Teachers on poll duty may not be able to vote

Teachers acting as election officers sit on ballot boxes as they wait at the treasure’s office in Isabela, north of Manila on October 24, 2010. AFP FILE PHOTO

Public school teachers who will man the elections on Monday may themselves not be able to vote.

A teachers’ group posed this ironic scenario to the Commission on Elections (Comelec) based on the teachers’ experience in the last automated elections in 2010.

“We get a lot of lip service about how we are the most credible sector to man the elections, but in the simple matter of voting we cannot get any special treatment,” complained Emmalyn Policarpio, secretary general of the Teachers’ Dignity Coalition.

The Comelec does not allow the three teachers assigned to every Board of Election Inspectors (BEI) to cast their vote in the precinct count optical scan (PCOS) machine to which they are assigned.

In order to vote, these teachers have to leave their station to go to the election precinct where they are registered, which is not necessarily located within the same polling place where they are assigned.

In the last elections, according to Policarpio, teachers were given only 20 minutes to vote, taking turns since they could not afford to be gone from their station for too long.

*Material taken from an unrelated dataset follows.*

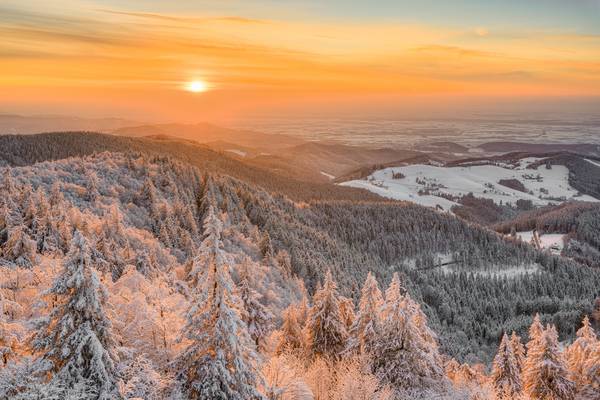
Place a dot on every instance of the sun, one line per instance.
(196, 86)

“Even if (the polling precinct) is in the same city or town, they still have to take a tricycle at least. Then they have to fall in line there. They can’t get back in time; 30 minutes is not enough,” she said.

Before automated elections were introduced in 2010, deputized public school teachers could vote in the polling precinct they were assigned to even if they were not registered there.

For the May 13, 2013 elections, some 240,000 public school teachers will man the precincts during the polling hours from 7 a.m. to 7 p.m.

“It’s ironic that we facilitate the elections but we will be disenfranchised,” Policarpio said.

Advanced voting confusion

She said they were not satisfied with the local absentee voting provided by Comelec last April 28 to 30 for teachers, soldiers and even members of the media who will perform election duties and who may cast their votes early.

Policarpio said the absentee voting was only for national positions and they received reports of confusion in the Comelec offices during the absentee voting period. She said the teachers who went to the Comelec offices could not find their names in the list of registered voters of their precincts.

Policarpio said many teachers in Manila encountered such problems and they do not discount the possibility that other teachers elsewhere had the same dilemma.